Peacock Park looked like Hawaii in 1972.

 






HEALTHY LIVING

     With everyone walking, riding bikes, and eating home-grown produce, we stayed healthy. 
  Dan the Milkman made his deliveries every morning by bicycle.
     Doctors made house calls but not because we were ill. Our physician, Doc Jones, would stop by to chat about the weather, Hialeah crime, or the Michigander who nearly drowned trying to pet a sea cow.  If you predicted that in sixty years people in his profession would be building Brazilian Butts with injected fat he'd have called you "cuckoo" or worse. 
     In the days of yore if a gal felt her backside was lacking, she'd wander down to the bay and pick up a couple cockle shells.  After she stuffed them into her britches no one would be the wiser.

Croup and measles was unheard of. Kids never got sick back then


TRAFFIC? WHAT'S THAT?

      Grove  traffic now is almost impossible. Drivers are rude and parking spots, rare.
      It wasn't that way when I moved here. You didn't need a car as you could walk or bike to everything you needed. City buses were clean, comfortable, and would leave you off at your door step.
    With few people driving traffic jams were rare.  They would  occur when drivers at an intersection kept insisting,"You go first!", "No, you go first!". There was never any speeding, road rage, or fights over parking spots. A horn honk meant , "Howdy!".

     If we saw a car abandoned by the road we'd stop and fix it. After doing this once  with friends years ago, we hid in bushes waiting for the owner to return. When she did and found her flat tires inflated, she assumed it was some sort of religious miracle. 
What a laugh we had!
    These days it can seem like a miracle when I go out to my car and it's still there.

     Things have changed but not necessarily how I described them above. The Grove has lost much of its small town charm but much of it remains. Call me an April fool but I believe we still can recoup some of our lost Grove glory.

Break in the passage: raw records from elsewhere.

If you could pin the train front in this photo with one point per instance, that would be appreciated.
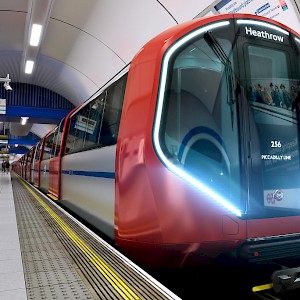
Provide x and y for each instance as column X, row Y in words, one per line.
column 207, row 163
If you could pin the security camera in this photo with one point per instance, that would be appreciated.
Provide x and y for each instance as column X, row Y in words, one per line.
column 7, row 86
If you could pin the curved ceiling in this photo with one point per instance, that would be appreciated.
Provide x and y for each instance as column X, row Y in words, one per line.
column 84, row 43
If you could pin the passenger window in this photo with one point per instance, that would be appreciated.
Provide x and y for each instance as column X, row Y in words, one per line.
column 97, row 123
column 48, row 147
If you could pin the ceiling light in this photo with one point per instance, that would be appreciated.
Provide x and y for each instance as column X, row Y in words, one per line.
column 24, row 120
column 35, row 36
column 29, row 66
column 7, row 86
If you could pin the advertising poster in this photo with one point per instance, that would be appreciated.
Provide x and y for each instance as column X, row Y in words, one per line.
column 279, row 10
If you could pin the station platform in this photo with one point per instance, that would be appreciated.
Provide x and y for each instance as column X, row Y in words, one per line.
column 45, row 253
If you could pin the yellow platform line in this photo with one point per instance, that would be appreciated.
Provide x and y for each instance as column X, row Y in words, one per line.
column 117, row 283
column 262, row 287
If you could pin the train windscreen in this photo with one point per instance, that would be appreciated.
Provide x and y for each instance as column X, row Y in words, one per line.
column 227, row 116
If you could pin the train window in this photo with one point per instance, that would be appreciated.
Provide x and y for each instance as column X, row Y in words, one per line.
column 48, row 147
column 198, row 130
column 37, row 151
column 97, row 123
column 57, row 139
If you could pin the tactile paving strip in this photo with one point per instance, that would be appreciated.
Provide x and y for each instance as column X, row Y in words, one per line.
column 49, row 273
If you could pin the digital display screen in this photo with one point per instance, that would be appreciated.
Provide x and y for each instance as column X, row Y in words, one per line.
column 279, row 10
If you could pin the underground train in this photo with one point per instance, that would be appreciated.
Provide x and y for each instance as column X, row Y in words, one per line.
column 191, row 151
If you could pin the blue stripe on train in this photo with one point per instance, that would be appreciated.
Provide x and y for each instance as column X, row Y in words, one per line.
column 90, row 173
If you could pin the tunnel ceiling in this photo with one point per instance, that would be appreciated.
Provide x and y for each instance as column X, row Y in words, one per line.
column 84, row 42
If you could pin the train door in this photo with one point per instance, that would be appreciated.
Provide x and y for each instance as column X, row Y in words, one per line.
column 45, row 162
column 269, row 77
column 54, row 167
column 37, row 164
column 31, row 175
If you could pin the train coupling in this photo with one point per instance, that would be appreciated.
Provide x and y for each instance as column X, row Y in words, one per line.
column 286, row 279
column 282, row 281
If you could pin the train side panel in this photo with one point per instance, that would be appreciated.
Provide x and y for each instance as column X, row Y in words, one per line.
column 88, row 186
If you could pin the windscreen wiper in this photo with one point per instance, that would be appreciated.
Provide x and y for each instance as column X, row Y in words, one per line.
column 220, row 53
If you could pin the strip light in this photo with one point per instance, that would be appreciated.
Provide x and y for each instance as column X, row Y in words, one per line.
column 36, row 32
column 29, row 66
column 170, row 165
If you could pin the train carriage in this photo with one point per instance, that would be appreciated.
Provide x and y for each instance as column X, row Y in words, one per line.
column 193, row 149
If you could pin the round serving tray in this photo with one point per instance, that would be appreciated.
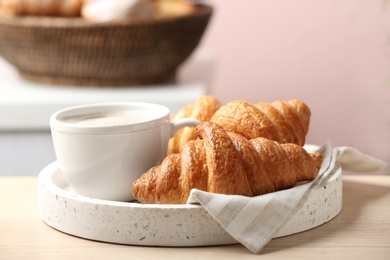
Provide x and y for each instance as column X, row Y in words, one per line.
column 161, row 225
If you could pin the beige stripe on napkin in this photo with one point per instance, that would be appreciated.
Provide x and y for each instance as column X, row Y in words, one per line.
column 254, row 221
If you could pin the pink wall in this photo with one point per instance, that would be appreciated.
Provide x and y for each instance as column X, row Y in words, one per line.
column 334, row 55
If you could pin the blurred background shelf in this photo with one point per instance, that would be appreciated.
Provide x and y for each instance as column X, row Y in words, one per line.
column 25, row 109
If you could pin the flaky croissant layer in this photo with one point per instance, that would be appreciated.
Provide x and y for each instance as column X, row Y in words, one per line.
column 226, row 163
column 281, row 121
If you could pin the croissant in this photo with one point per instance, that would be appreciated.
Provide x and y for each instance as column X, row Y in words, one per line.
column 38, row 7
column 226, row 163
column 203, row 109
column 284, row 122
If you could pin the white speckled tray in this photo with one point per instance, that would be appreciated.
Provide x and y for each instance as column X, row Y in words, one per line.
column 161, row 225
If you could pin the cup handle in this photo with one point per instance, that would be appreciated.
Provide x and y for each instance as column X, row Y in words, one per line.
column 177, row 125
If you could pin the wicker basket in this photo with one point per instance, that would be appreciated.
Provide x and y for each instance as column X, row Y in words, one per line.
column 70, row 51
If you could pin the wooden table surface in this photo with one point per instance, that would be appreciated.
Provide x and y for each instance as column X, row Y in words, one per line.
column 360, row 231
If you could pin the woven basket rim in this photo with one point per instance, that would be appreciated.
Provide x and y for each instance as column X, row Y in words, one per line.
column 65, row 22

Happier Days in the Grove. My brother Clay and sister, Linda,1946.*

     We can step outside out security gates and get to know our neighbors better. Try being a little nicer -and- having a good explanation when that stranger catches you shining his bike.
                                   _________________________________________________

*  It was great fun letting my imagination get the best of me when describing the "old days". For those of you too young to remember, theft never left and the Beatles never performed in Miami. Those really are my relatives pictured above but we lived 7 miles NW of the Grove in Miami Springs. Part of me wishes I could have spent my boyhood in the Grove. That would have been something growing up next to Biscayne Bay.  The water -while not "invisible"- was very clear and you could swim in it years ago.